I was excited to see the PECHA KUCHA format for presentations. My tenant, Jay Peachy, was the very first presenter on Coquitlam’s very first PK night. He was brilliant. The whole event was exciting, fast-paced, interesting. Reminiscent of TED talks, but with the feeling of community and an artsy edge, I was immediately drawn in… I should do this, I thought.
So with Pecha Kucha VOLUME 4 looking for presenters, I volunteered, knowing what I wanted to say but not recognizing fully the limitations of the format. I am a teacher, thought I. Timing, meeting objectives, recognizing diverse listening styles…no problem…
As I began to prepare, I realized that I had a lot to say. Will it fit into the 20 x 20 format? PECHA KUCHA, the Japanese term for chitchat, is a simple idea (so they say). The presenter has 20 images with 20 seconds to speak to each image. The pace is rapid. OKAY, this works for design but I want to educate, elucidate, leave a powerful message that has my audience ready to, at the minimum, understand some changes they might need to make. But even better, I would like them to leave feeling the need to themselves advocate for change. Can I do that in less than seven minutes – telling my whole story with the pace imposed by the twenty second slide change? This really is a challenge. I am taking this art form and challenging it as well as myself to deliver.

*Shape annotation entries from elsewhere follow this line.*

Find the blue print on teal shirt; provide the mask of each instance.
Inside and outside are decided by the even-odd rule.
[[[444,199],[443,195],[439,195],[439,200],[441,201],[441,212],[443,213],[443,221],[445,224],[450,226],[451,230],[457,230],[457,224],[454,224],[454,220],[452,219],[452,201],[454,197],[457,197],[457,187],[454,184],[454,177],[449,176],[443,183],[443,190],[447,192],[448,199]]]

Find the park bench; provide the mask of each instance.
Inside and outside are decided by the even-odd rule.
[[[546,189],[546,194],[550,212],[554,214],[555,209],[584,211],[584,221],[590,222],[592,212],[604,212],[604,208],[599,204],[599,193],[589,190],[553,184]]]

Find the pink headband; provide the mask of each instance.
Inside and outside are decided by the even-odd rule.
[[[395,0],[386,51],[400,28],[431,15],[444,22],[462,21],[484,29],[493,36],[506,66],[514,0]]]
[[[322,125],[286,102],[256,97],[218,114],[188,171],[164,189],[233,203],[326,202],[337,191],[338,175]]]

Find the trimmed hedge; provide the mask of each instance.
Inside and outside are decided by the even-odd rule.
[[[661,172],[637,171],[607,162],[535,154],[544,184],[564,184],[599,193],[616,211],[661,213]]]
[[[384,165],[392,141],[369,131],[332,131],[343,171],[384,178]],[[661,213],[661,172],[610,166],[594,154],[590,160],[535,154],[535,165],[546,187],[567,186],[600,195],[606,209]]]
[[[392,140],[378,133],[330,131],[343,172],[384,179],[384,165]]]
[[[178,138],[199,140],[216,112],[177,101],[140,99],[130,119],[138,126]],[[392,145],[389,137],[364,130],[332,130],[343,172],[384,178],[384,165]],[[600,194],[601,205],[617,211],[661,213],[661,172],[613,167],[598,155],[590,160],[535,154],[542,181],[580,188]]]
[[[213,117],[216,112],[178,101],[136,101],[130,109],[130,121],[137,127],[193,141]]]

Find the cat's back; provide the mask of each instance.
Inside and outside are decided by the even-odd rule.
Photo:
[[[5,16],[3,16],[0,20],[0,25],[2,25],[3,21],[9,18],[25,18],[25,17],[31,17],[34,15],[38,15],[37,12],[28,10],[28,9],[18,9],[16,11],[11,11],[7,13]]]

That written, time to stop procrastinating and work on that timing…

I suppose being a teacher is being an advocate. One advocates for one’s students. We try to empower them in a system that denies rights to minors. We give them skills and confidence…anything we can to help them advocate for themselves but when they cannot we step in for them, fierce as mother bears.

And then there was the women’s movement. The supposed “third wave of feminism” taught me to challenge political structure and power holders while taking backup people with me. A lone voice is not as effective as the voice with many backers.

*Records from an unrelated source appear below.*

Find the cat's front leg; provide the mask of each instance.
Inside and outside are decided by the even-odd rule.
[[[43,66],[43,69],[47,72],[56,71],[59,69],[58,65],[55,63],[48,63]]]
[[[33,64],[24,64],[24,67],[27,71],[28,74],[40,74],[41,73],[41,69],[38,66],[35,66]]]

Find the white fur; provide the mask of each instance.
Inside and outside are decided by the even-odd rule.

Ultimately, I became an advocate because in my greatest time of need, some people stepped (no, they wheeled) forward into my life and intervened, when a system powerful enough to put me in a nursing home for the crime of being disabled, chemically sensitive, and vocal threatened my freedom and my survival.

Paul Gauthier wheeled into my life and assured me that I was not being unreasonable when I requested scent-free care workers, or notice before nurse administrators arrived in my home. “If they tell you you’re being difficult,” he told me, “It just means you’re still alive.” How right he was. And how close I came to that precipice. When an institution, a system, a dangerous machine has control over your life…even those of us who are strong-willed and intelligent can be swept away. But thanks to that young man, and another wheeled advocate from the BC Paraplegic Association, Norman Haw, all that conspired to sweep me away failed. I emerged, stronger, independent, flourished…in control of my own life and care. So what else can I do but help others? And since I am not ALLOWED to work for pay, it is with pleasure that I try to help others navigate the medical system, or, as in my case, not be swallowed by it.

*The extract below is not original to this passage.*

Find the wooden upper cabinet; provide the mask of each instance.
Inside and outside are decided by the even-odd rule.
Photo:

And as I give workshops, I often pay tribute to Paul without using his name. As it happens I was giving a workshop to a group of Medical Office Assistants on Multiple Chemical Sensitivity and who was the organizer? Paul’s mother-in-law. She recognized the man I described from his good deeds, methinks…and she inquired if I knew her son-in-law. It’s a small world.

And I may not have thanked you in this decade, Mr. Gauthier, so thank you, once again!